If all the world seemed head over heels with excitement about the first animal to be cloned from an adult, Ian Wilmut, head of the team that created Dolly, was hardly transported by his newfound fame. "You'll all be gone by tomorrow," he said to reporters with a wave of his hand. Perhaps so, but the issues raised by Dolly certainly won't be.
Scientists had successfully cloned plants and even mammals from embryos. But most assumed cloning mature animals would always be the stuff of science fiction. The DNA in mature cells, they believed, could no longer run the genetic program immature DNA uses to produce whole organisms. But Wilmut, 52, and his team of researchers, toiling in obscurity, have proved them wrong and catapulted biogenetics into a future no one seems quite prepared for.

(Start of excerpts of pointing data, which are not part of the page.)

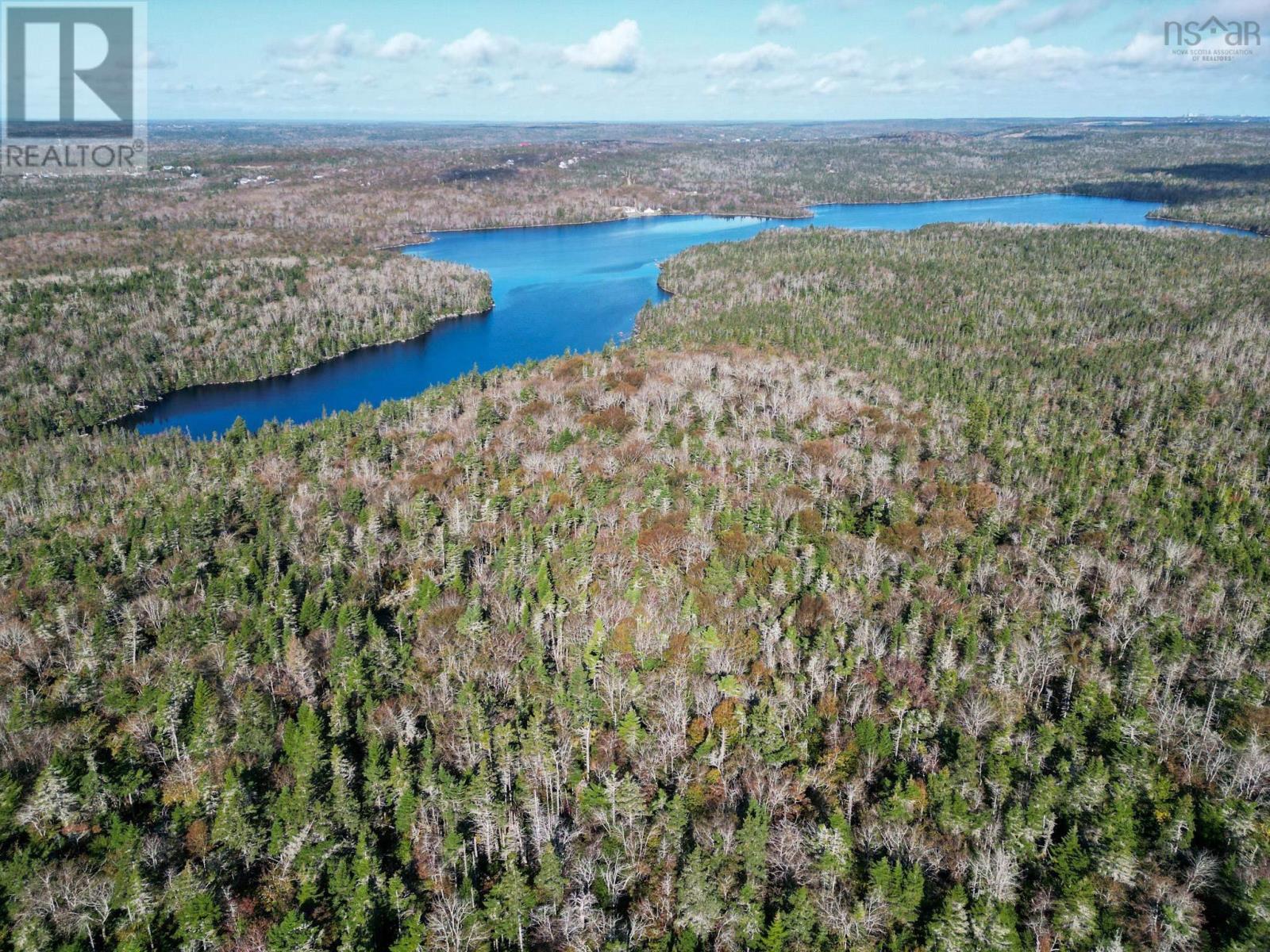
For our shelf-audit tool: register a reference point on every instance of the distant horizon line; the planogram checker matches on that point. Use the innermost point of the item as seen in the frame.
(710, 122)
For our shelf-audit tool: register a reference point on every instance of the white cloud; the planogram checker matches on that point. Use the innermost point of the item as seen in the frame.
(1020, 57)
(615, 50)
(403, 46)
(849, 61)
(780, 17)
(987, 14)
(321, 51)
(1147, 52)
(1071, 12)
(479, 48)
(765, 56)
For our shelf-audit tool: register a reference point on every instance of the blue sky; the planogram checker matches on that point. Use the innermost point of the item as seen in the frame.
(600, 60)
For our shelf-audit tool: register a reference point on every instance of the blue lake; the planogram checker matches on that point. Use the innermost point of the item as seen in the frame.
(575, 287)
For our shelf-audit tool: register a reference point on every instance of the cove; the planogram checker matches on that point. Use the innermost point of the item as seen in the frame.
(571, 287)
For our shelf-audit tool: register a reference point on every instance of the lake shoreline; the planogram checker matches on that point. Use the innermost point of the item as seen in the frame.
(620, 319)
(292, 372)
(772, 216)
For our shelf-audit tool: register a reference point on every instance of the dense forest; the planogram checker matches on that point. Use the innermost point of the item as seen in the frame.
(891, 592)
(80, 348)
(267, 194)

Despite the vast scientific leap their bleating lamb represents, Wilmut and his researchers at the Roslin Institute, outside Edinburgh, kept Dolly's July birth under wraps for seven months while they completed a scientific paper on their study. When Dolly was finally introduced, she rocked the world of science to its foundations. "This is huge," exclaims Dr. Lee Silver, a Princeton University biology professor. "It shatters what we thought was true about biology."
Some scientists were exhilarated by the potential for creating, for instance, a race of super-productive cows, genetically engineered pigs to become organ donors for humans or even fresh brigades of endangered animals; others worried about cloning's dark side. "We need a national commission on genetics and parenthood," says Glenn McGee, professor of bioethics at the University of Pennsylvania. Just as in fictional scenarios like the Hitlercloning 1978 thriller The Boys from Brazil or the 1996 comedy Multiplicity, it's easy to imagine how insanity or ambition might overwhelm good sense or morality.

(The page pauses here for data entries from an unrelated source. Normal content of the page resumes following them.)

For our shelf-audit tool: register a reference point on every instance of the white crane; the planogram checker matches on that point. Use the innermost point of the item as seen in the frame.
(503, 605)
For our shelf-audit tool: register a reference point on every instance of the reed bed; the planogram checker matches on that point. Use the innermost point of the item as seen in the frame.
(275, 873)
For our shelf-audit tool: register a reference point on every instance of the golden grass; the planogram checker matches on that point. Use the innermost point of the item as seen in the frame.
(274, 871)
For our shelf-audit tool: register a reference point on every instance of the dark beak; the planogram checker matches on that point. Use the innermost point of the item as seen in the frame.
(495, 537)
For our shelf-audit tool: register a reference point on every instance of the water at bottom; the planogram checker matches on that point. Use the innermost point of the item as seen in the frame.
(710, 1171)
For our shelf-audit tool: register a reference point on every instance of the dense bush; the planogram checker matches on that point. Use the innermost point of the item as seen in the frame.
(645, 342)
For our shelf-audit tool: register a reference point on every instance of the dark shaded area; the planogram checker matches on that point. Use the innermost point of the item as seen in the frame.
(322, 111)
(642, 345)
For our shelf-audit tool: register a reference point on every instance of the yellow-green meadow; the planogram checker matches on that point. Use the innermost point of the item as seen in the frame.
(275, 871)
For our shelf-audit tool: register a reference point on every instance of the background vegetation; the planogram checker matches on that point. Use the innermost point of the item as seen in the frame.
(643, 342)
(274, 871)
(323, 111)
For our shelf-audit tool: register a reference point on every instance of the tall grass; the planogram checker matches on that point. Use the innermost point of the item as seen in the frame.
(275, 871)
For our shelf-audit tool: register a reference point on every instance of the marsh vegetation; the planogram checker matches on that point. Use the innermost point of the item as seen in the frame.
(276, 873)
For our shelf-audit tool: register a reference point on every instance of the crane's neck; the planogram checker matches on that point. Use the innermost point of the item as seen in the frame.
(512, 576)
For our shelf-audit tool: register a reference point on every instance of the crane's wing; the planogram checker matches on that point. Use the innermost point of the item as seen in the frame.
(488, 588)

"There are enormous questions we haven't thought about," notes Nigel Cameron, head of the Center for Bioethics and Human Dignity at Trinity International University in Deerfield, Ill. "It's only a matter of time and money before someone does it to a human. But part of our notion of human dignity is that we are different. Cloning humans diminishes the dignity in all of us."
Wilmut, for one, agrees, dismissing human-cloning scenarios as "ghastly" and "appalling." He prefers to focus on the positive side of his discovery. "The most important thing is to be as responsible as you can," he says. "But the advantages this brings will be enormous."

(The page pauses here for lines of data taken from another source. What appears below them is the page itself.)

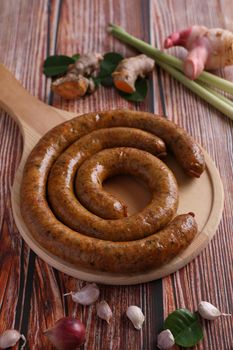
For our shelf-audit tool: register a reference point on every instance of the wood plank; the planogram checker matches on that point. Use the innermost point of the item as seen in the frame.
(40, 300)
(208, 277)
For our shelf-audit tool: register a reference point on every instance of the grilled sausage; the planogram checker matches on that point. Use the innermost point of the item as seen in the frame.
(83, 250)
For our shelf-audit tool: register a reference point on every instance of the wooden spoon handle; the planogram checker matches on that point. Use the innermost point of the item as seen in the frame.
(25, 109)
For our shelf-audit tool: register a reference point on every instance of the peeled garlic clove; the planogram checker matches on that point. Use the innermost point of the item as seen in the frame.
(10, 337)
(134, 313)
(87, 295)
(165, 340)
(209, 311)
(104, 311)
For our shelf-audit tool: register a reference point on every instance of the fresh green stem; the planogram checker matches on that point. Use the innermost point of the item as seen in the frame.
(214, 99)
(156, 54)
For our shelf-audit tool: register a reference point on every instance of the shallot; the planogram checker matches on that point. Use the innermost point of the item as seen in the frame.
(67, 333)
(10, 337)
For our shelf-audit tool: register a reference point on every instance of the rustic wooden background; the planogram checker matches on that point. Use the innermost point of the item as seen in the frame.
(31, 292)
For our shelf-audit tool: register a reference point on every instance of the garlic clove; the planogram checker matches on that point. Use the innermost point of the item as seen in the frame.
(209, 311)
(165, 340)
(134, 313)
(10, 337)
(87, 295)
(104, 311)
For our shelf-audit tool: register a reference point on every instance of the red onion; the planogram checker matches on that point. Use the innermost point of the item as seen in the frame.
(67, 334)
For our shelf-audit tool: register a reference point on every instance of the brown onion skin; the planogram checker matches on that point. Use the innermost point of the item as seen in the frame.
(67, 333)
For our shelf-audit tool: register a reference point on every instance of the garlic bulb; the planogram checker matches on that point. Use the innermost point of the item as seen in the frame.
(209, 311)
(134, 313)
(165, 340)
(10, 337)
(104, 311)
(87, 295)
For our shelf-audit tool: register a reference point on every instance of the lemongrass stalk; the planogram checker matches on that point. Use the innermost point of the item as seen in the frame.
(156, 54)
(198, 89)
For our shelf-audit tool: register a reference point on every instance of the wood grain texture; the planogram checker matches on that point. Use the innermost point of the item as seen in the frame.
(31, 293)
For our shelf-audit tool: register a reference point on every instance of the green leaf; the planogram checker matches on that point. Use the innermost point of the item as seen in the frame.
(56, 65)
(107, 66)
(76, 57)
(140, 93)
(185, 327)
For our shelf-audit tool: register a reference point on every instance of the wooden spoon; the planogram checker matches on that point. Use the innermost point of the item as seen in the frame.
(35, 118)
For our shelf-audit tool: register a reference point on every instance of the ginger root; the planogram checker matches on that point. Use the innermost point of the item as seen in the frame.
(207, 48)
(129, 69)
(77, 81)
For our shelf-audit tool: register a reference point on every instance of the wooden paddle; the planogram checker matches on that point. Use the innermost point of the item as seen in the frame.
(35, 118)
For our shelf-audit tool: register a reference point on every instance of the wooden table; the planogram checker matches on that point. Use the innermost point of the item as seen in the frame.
(31, 292)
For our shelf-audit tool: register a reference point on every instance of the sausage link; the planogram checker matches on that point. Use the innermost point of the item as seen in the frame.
(153, 217)
(80, 249)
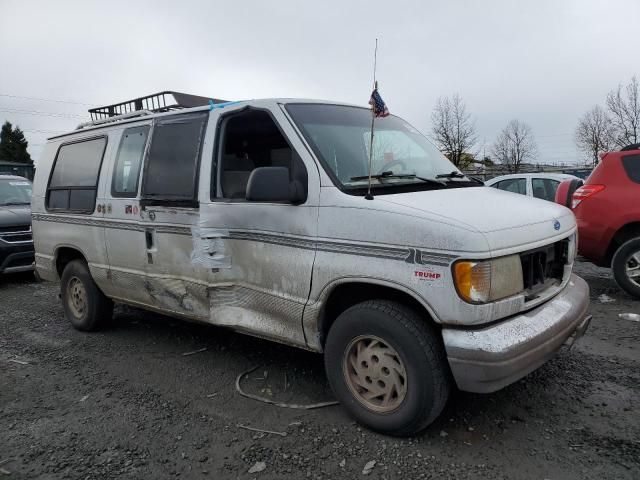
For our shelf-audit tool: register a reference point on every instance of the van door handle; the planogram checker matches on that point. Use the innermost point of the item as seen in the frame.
(148, 236)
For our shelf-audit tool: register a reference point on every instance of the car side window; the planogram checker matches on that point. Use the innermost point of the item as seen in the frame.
(73, 184)
(514, 185)
(128, 161)
(631, 164)
(171, 172)
(544, 188)
(251, 139)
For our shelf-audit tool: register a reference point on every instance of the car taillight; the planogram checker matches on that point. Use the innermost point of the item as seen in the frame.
(584, 192)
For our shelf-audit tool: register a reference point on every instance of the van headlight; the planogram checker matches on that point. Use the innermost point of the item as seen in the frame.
(488, 280)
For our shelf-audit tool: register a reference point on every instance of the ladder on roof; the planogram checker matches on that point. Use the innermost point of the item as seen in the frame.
(154, 103)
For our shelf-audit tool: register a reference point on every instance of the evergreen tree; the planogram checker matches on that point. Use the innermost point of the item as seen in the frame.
(13, 145)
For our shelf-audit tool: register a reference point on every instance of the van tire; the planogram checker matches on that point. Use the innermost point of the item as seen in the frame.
(385, 326)
(619, 264)
(85, 306)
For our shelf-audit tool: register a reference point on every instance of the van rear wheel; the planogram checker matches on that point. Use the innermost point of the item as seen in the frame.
(387, 367)
(626, 267)
(85, 306)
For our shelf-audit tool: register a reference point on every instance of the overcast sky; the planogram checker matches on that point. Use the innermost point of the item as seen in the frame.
(542, 61)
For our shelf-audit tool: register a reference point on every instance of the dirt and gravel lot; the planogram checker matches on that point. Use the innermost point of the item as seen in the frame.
(127, 403)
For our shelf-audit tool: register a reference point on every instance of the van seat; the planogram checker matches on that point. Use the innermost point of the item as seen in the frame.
(235, 175)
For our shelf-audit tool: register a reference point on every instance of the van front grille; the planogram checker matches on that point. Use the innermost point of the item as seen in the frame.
(543, 266)
(19, 234)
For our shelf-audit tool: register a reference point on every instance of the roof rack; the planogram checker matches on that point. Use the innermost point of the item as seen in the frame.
(157, 102)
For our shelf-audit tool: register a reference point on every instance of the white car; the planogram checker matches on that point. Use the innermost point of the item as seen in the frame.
(255, 215)
(538, 185)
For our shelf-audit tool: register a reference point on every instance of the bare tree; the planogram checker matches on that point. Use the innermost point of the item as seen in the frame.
(624, 107)
(515, 145)
(453, 128)
(595, 134)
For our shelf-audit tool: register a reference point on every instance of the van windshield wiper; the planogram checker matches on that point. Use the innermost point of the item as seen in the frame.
(456, 174)
(390, 174)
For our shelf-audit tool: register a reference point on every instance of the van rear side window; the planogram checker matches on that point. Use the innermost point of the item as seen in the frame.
(74, 179)
(128, 161)
(171, 172)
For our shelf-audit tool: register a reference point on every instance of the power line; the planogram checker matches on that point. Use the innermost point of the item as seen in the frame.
(43, 114)
(42, 131)
(44, 99)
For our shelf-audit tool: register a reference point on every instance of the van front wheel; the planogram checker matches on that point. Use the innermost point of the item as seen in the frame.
(85, 306)
(387, 367)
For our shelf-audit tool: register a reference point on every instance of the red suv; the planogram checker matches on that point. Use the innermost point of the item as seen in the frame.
(607, 208)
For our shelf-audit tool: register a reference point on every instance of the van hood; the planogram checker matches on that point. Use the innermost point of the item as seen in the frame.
(15, 215)
(508, 221)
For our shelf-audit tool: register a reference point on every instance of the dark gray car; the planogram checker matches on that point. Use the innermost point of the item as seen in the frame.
(16, 240)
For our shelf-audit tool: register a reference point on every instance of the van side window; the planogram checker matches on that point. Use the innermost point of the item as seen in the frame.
(251, 139)
(171, 173)
(128, 161)
(74, 180)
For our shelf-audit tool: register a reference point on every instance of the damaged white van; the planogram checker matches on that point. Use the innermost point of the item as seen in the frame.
(252, 215)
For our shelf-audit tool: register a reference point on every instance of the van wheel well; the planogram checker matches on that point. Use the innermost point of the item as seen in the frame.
(623, 235)
(348, 294)
(66, 255)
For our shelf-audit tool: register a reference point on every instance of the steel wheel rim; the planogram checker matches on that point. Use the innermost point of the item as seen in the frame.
(375, 374)
(633, 268)
(76, 297)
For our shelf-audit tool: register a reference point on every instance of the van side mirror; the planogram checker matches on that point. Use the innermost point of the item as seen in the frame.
(272, 184)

Wilmut has long pursued those advantages. Although previous studies seemed to show that a mature mammal's genetic material could no longer grow and divide like the immature cells of an embryo, Wilmut's team discovered that if they rendered a cell's DNA temporarily dormant by immersing the cell in a special chemical bath and then implanted it into an egg stripped of its own genetic material, the egg's nutrients would kick-start the cell's DNA to develop a new organism. After a number of failed attempts to hatch a cloned sheep, the egg carrying Dolly thrived, and last summer a ewe acting as surrogate mother gave birth to the first mammal without a biological father.
The son of a math teacher and a housewife, Wilmut grew up in the English Midlands city of Coventry, studied agricultural science at Nottingham University, then earned a Ph.D. at Cambridge on the topic of freezing boar semen. He did postdoctoral research on frozen embryos, then joined the Roslin Institute in 1974. The father of three grown children—including a daughter who works as a molecular geneticist in Norway—Wilmut kicks back by working in the garden ("anything but brussels sprouts") or in a friendly game of curling, a sort of shuffleboard on ice. These diversions will get more time now that he has decided to cut back on what had become a marathon work schedule. "I realized you can kill yourself doing that," he says. As for worrying himself to death about his discovery, that's hardly likely. "We all have concerns about this being misused," he concedes, "but I don't have sleepless nights. I believe we are a moral species."